Your clients, especially those with upcoming travel plans in China, will likely have many questions for you right now.
The official advice from the Australian Department of Foreign Affairs and Trade and The Department of Health is not to travel to the Hubei Province and to “reconsider your need to travel to China” in general.
Some airlines, including British Airways, are cancelling or limiting flights to and from China. You can read more about that here.
This morning, Air New Zealand confirmed it is temporarily reducing its Shanghai operations as it prepares for a decline in demand for travel between New Zealand and China.
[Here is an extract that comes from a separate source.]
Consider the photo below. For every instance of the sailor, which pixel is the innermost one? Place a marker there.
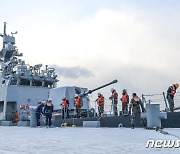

The airline currently operates seven return services per week between Auckland and Shanghai. From 18 February to 31 March, this will reduce to four return flights per week.
In terms of tours to china, we know that On The Go Tours has cancelled all its upcoming trips to China. You can find more information on that here.
World Expeditions has also confirmed it has cancelled trips imminently departing to China and is offering refunds to passengers with travel booked to mainland China between now and 30 April 2020.
World Expeditions CEO, Sue Badyari, said travellers’ safety is paramount.
“The closure of some of China’s iconic sites, coupled with this unfolding situation, make it impossible to provide assurances to customers who are travelling in the weeks and months ahead,” she said.
“We feel this decision responds to the situation and addresses our customers’ concerns,” she said.